The feedback helped him to decide what his office’s four priorities should be in the years ahead. Many children did not feel that they were treated fairly in their learning, for example, so the commissioner challenged schools to take notice and make sure no one felt sidelined in the classroom.
However accurate the warnings might once have been about the conservatism of schools, Baillie thinks the biggest change they have undergone during his time in the job - having visited more than 200 schools - has been the growing influence of pupils.
There is still some way to go, Baillie concedes, but he adds: “There’s something amazing happening in Scottish schools right now, in terms of their preparedness to engage with children’s rights and give vent to the voice of children and young people.”
His office has analysed schools in deprived areas in which pupils genuinely influence what and how they learn. This “isn’t advisable just because it’s children’s rights and it’s in the United Nations Human Rights Council… there’s also an educational reason over and above that: this is a characteristic in schools serving poor areas, which do remarkably well.”
In practice, however, evidence suggests that forums such as pupil councils are often tokenistic and that teenagers have most influence over “softer” school issues, such as uniform. Recent University of Edinburgh research found that only about one in 20 pupils surveyed thought they had any say over the teachers that their school recruited.
That must change, believes Baillie; schools should “routinely involve children and young people in decision-making at all levels”, he urges.
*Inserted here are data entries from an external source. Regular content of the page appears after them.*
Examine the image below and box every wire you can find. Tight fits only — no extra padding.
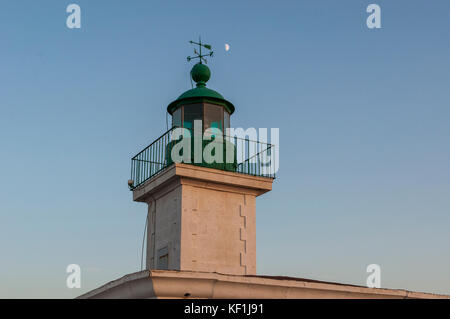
[166,112,169,132]
[141,213,148,270]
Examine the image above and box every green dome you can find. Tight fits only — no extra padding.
[167,63,234,114]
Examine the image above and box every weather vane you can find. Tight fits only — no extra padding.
[187,38,214,64]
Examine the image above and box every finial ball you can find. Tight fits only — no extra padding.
[191,63,211,86]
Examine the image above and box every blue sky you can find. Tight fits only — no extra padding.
[0,0,450,298]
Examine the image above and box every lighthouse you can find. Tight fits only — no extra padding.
[129,40,274,275]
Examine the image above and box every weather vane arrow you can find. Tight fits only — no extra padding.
[187,37,214,64]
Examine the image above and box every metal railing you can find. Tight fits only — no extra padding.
[129,127,275,190]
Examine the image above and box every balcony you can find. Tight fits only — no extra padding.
[128,127,275,190]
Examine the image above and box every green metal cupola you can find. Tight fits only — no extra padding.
[167,40,234,136]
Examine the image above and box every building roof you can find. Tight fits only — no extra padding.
[78,270,450,299]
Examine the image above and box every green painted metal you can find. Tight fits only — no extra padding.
[129,127,275,190]
[167,39,235,115]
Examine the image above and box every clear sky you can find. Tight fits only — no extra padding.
[0,0,450,298]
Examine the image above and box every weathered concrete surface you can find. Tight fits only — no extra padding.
[133,164,273,275]
[78,270,450,299]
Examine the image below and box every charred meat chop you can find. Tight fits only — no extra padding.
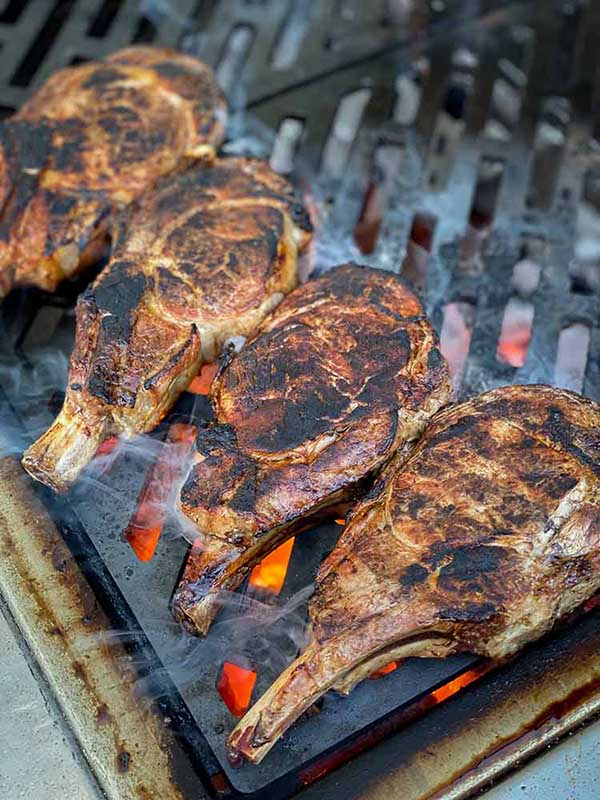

So far, there has been “more significant progress” in primary schools.
For all the “rhetoric” about Curriculum for Excellence marking a break from more didactic educational approaches, he sees old habits proving hard to shift, with continuing emphasis on the short period during which pupils cram for their Highers. “As long as we’ve got the secondaries being judged on their exam passes and outputs, I think that will forever drive the structure of secondary education,” he says.
After his fixed-term appointment finishes in May, he plans to continue working on issues affecting children, though he is yet to decide exactly what that might involve. His biggest hope for the future is that education and children’s services “pay a lot more attention to what’s happening in the adolescent brain”. He welcomes the increasing focus on the early years, but says there is more ignorance about this other period when, like in the early years, the brain undergoes significant change.
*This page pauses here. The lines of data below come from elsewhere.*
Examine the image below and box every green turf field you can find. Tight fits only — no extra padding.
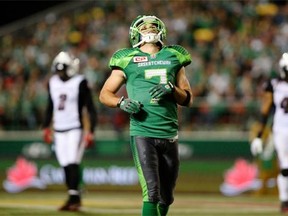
[0,191,280,216]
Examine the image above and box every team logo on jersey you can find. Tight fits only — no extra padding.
[133,56,148,62]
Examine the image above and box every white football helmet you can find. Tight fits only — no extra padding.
[129,15,167,48]
[52,51,80,78]
[279,52,288,80]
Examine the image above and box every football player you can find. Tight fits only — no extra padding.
[43,51,97,211]
[99,15,193,216]
[251,53,288,213]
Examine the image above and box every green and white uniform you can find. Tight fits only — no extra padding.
[109,45,191,211]
[109,45,191,138]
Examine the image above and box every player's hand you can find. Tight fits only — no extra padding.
[250,138,263,156]
[84,132,94,148]
[149,82,175,99]
[43,128,52,144]
[119,98,142,114]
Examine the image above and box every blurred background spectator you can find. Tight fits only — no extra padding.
[0,0,288,131]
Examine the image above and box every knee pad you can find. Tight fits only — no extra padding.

A Scottish Youth Parliament survey last year found that nearly half of young people suffering from mental health problems said that their place of learning did not provide a supportive environment. Baillie, however, has also seen encouraging signs that, after a long history of stigma and shame, teenagers feel far more able than even a few years ago to open up to classmates and teachers.
On one recent school visit, several pupils were introducing themselves to Baillie, when one girl, in front of the group, unexpectedly said, “My name is […] and I’ve got mental health problems.” No one batted an eyelid as she explained that the school had been “very, very supportive” and given her the confidence to be so candid.
“Wow - that would never have happened in my schooldays,” says Baillie.